Could it be because the array being passed in is not flat? On Tue, Feb 2, 2016 at 4:19 PM Will Levine notifications@github.com wrote:

So, when we run the line above, it gets up to here: https://github.com/SciRuby/nmatrix/blob/80765a529b78e3da8e918e9e1e8938d52c9f9e20/ext/nmatrix/ruby_nmatrix.c#L2801 at which point a Ruby exception is raised. This causes it to jump back up to the nearest catch block, which in this case is all the way up in pry. So it skips all the remainder of the C code, including the cleanup bits with all the nmunregister* stuff. I suspect, but I haven't confirmed, that this is what causes the crash on quit. The problem is that it's pretty non-trivial to catch a Ruby exception in C code. The other option is that we manually check all the types in the array before trying to convert to floats (or whatever). This has the downside of introducing an extra check that just duplicates the check that would happen anyway (the one that raises the exception in the first place).

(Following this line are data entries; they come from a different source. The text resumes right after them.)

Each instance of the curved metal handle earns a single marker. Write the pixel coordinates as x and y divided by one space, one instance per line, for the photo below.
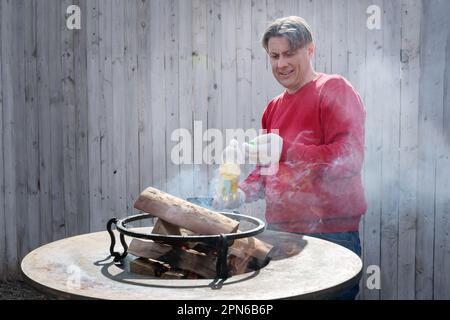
117 256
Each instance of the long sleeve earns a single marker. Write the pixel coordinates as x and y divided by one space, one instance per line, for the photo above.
341 152
254 185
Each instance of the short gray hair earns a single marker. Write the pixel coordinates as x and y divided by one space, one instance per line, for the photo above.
295 29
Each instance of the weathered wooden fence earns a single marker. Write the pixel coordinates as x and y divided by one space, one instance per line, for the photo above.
87 115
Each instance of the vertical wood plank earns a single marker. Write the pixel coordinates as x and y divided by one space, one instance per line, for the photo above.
275 10
105 115
131 106
339 37
373 157
391 142
20 141
200 92
43 101
357 71
11 87
323 13
117 153
171 92
259 63
32 128
81 39
69 122
441 107
244 71
144 95
410 73
157 85
215 21
3 266
94 64
442 242
58 221
228 14
185 88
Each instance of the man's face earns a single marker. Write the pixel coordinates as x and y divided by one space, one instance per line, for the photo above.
290 67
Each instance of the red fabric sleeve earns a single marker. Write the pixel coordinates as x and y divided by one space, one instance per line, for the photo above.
341 152
255 184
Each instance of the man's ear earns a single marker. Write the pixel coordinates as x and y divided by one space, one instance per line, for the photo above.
311 50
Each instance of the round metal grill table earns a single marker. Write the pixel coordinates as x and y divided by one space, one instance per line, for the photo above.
302 268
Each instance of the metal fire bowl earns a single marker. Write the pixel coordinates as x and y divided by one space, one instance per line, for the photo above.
301 268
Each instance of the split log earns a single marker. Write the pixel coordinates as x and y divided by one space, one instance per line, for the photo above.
166 228
244 249
254 247
183 213
190 260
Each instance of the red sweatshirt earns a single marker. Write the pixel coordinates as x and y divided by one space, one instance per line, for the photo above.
317 187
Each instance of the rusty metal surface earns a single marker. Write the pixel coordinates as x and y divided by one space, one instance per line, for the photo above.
79 267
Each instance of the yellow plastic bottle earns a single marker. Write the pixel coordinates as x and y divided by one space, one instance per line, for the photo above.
230 172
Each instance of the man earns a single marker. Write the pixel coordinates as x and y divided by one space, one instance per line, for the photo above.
316 189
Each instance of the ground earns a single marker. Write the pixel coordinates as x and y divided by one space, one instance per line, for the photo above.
18 290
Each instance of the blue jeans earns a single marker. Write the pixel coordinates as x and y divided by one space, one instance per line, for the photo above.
351 241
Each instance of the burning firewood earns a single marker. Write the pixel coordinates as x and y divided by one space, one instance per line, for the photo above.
190 260
183 213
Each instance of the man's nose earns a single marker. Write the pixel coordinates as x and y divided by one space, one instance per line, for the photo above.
282 62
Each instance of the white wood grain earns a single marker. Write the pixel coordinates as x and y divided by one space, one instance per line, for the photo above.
410 73
391 141
373 157
3 266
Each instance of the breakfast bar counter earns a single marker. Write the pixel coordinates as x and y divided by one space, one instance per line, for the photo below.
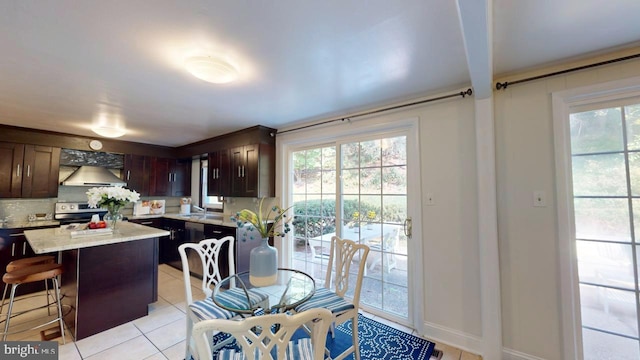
108 279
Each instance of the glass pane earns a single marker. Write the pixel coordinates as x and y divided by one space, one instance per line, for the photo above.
370 181
602 175
329 158
394 180
609 309
634 173
350 181
602 219
350 155
606 264
596 131
601 346
370 152
394 209
371 292
392 292
394 151
632 118
314 182
328 182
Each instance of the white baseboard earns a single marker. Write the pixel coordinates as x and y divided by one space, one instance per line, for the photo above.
509 354
438 333
467 342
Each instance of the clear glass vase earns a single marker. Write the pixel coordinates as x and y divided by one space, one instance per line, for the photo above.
263 264
112 216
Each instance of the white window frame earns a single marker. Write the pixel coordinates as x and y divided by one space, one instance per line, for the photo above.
356 129
562 102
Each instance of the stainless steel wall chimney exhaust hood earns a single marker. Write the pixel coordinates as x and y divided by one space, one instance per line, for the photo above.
93 176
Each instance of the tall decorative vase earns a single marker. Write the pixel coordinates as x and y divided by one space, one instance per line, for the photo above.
263 264
113 216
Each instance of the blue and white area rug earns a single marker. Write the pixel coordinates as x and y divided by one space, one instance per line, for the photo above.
377 342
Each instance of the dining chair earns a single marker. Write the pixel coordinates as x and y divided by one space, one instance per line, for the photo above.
267 337
209 252
331 296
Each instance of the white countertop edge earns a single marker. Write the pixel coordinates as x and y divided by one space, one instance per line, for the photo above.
56 239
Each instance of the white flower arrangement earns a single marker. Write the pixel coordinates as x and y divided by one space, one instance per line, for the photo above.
111 197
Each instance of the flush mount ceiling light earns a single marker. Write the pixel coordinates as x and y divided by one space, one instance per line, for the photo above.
211 69
108 131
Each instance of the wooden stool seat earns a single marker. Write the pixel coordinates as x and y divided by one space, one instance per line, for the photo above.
28 270
33 273
26 262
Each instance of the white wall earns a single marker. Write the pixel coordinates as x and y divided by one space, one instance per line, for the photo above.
530 286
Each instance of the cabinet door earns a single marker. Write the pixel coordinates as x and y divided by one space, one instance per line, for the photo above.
160 177
136 173
251 171
219 173
11 156
40 171
181 178
236 182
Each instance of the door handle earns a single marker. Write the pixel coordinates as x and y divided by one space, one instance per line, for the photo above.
407 227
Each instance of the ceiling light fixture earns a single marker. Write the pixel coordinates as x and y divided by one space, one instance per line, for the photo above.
211 69
108 131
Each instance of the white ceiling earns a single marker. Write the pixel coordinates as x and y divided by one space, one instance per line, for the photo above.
64 61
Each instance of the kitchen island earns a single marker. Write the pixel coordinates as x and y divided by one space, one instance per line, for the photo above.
108 280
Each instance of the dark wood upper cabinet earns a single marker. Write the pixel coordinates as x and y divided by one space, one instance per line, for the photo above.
252 171
136 173
219 173
40 171
11 156
170 177
29 171
181 177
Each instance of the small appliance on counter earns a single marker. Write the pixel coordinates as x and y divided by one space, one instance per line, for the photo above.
185 206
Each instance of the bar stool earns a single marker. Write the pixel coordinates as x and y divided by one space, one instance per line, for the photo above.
26 262
29 274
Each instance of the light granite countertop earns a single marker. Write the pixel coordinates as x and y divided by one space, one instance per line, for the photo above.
211 218
57 239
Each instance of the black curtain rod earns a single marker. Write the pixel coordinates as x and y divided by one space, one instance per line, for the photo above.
503 85
467 92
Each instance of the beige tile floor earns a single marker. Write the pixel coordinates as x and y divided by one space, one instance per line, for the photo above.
159 335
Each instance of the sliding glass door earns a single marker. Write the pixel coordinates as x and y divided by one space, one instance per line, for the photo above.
358 191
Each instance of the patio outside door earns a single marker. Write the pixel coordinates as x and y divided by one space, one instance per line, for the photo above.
357 190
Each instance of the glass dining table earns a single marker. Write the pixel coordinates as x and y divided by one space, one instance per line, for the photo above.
292 288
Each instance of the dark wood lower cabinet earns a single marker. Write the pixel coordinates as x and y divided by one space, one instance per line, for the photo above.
109 285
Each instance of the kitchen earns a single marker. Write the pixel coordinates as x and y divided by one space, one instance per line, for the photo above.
166 181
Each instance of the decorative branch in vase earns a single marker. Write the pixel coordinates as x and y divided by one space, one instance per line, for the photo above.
113 198
263 259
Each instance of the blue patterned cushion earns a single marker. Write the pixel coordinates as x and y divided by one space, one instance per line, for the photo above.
207 309
324 298
235 297
299 349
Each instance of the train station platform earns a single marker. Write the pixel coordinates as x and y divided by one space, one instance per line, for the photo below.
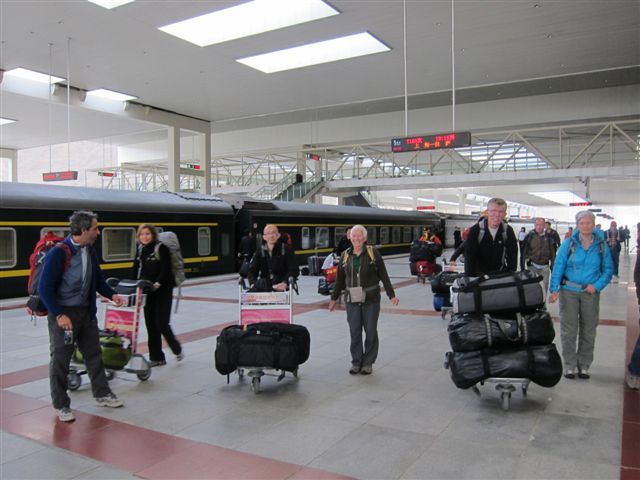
406 421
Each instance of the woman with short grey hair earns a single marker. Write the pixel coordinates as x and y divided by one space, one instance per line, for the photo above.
360 271
582 269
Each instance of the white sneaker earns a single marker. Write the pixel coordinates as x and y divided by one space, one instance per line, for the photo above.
110 401
66 415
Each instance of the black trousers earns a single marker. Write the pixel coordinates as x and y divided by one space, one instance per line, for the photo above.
157 314
86 336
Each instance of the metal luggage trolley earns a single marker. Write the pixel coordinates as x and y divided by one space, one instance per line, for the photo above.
125 322
506 386
258 307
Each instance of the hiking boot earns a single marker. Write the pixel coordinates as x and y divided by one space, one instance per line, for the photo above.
633 382
110 401
66 415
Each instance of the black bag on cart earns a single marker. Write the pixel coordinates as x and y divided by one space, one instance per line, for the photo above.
226 353
472 331
442 282
540 364
274 345
502 292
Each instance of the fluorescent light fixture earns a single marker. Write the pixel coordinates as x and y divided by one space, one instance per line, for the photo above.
316 53
110 95
110 3
248 19
561 197
33 76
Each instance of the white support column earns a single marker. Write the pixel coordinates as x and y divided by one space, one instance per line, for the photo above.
11 155
173 156
462 198
204 144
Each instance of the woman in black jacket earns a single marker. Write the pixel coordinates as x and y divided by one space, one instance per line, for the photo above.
153 263
274 263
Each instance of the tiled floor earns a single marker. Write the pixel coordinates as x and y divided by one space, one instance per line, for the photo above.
406 421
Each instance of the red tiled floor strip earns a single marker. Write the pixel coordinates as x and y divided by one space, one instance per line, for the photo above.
630 454
143 452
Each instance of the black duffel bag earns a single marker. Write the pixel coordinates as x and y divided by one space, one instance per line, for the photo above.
540 364
226 353
442 282
501 292
472 331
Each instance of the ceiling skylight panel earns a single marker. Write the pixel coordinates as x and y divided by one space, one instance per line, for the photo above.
327 51
251 18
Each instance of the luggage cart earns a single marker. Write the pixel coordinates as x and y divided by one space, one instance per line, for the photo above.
125 322
506 386
256 307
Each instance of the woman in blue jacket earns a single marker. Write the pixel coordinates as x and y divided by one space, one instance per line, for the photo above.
582 269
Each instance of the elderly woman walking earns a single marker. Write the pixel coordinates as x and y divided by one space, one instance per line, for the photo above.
360 271
582 269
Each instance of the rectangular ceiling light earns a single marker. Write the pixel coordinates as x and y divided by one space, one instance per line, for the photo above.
110 3
248 19
562 197
110 95
33 76
316 53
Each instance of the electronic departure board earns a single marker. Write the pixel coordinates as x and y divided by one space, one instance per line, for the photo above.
431 142
59 176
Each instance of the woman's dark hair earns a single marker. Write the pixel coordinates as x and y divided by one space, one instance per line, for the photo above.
81 220
152 229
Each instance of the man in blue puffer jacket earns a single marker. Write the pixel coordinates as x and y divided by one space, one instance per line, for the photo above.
68 289
582 269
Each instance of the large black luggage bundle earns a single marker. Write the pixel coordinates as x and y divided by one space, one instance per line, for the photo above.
472 331
442 282
427 251
503 292
267 344
540 364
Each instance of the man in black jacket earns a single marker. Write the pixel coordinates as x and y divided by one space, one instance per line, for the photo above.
492 245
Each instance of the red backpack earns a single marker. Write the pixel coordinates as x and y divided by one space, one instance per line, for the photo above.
50 240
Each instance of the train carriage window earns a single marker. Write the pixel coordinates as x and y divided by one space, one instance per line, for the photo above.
395 234
338 233
406 235
322 237
59 231
306 238
204 241
384 235
8 251
118 243
372 237
225 244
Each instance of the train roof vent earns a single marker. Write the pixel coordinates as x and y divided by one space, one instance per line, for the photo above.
253 205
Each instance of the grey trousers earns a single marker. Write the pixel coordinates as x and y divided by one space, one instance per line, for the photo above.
363 316
579 315
86 336
544 273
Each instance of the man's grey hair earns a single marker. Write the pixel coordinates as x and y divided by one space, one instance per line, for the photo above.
585 213
360 228
81 220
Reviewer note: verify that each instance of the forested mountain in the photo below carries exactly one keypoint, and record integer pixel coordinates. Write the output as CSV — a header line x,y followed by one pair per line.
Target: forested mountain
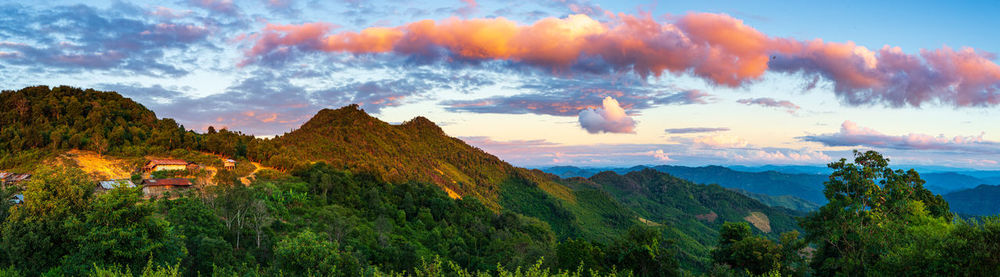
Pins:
x,y
692,213
798,191
979,201
415,150
355,196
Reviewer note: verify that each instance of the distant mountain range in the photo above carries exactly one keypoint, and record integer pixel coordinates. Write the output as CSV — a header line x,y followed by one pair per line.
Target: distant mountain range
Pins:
x,y
794,187
49,121
979,201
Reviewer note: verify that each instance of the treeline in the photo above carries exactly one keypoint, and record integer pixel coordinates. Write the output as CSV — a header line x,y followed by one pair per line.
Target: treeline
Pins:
x,y
320,222
42,119
878,222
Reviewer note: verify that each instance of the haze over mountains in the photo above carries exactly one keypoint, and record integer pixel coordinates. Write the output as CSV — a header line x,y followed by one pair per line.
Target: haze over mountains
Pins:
x,y
793,187
599,208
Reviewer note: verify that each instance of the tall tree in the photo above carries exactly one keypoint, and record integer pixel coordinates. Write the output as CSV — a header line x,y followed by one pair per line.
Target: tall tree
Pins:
x,y
870,210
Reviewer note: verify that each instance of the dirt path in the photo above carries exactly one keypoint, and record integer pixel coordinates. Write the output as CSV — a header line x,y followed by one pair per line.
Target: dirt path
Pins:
x,y
253,175
103,166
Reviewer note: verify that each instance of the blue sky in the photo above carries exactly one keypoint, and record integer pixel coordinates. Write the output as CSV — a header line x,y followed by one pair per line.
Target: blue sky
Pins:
x,y
620,83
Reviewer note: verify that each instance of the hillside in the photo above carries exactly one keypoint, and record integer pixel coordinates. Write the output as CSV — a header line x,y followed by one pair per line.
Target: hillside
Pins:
x,y
692,213
979,201
417,150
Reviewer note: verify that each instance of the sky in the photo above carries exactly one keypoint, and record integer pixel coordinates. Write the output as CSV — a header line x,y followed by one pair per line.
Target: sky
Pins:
x,y
545,83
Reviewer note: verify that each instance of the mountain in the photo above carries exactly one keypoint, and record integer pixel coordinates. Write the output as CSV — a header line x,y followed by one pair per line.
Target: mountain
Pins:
x,y
416,150
792,169
798,191
40,121
979,201
692,213
784,201
805,186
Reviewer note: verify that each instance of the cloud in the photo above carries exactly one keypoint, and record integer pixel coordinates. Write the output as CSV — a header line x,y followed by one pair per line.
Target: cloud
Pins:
x,y
714,47
611,118
218,6
851,134
720,141
545,153
76,38
564,97
470,8
692,130
286,7
269,102
770,102
560,103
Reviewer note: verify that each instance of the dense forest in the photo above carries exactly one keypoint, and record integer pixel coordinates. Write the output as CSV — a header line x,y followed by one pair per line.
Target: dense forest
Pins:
x,y
354,196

— Reply to this email directly or view it on GitHub https://github.com/SciRuby/nmatrix/issues/452#issuecomment-178858558.

wlevine commented 8 years ago

Well, that's why the exception gets raised in the first place. I suppose we could support this usecase, but the larger issue is how to clean up properly when an Ruby exception gets raised deep in C code. I suspect that the same issue could also turn up elsewhere in the codebase.

translunar commented 8 years ago

Oy. Yeah, when we designed it, we didn't have the registration and unregistration. I suppose we just have to check argument sanity as soon as stuff comes in, as much as possible.

wlevine commented 8 years ago

Just for the record, I think my diagnosis in the last couple of comments is not entirely correct. For one thing, NM_CONSERVATIVE(nm_register_value(&arg)); should have no effect in the standard build, since this macro resolves to nothing unless NM_GC_CONSERVATIVE is defined. However, I still think that the problem is due to the Ruby exception causing a jump across C code that does some necessary cleanup.

translunar commented 6 years ago

Closed because I'm not sure it still applies. Someone can open a new issue if they like.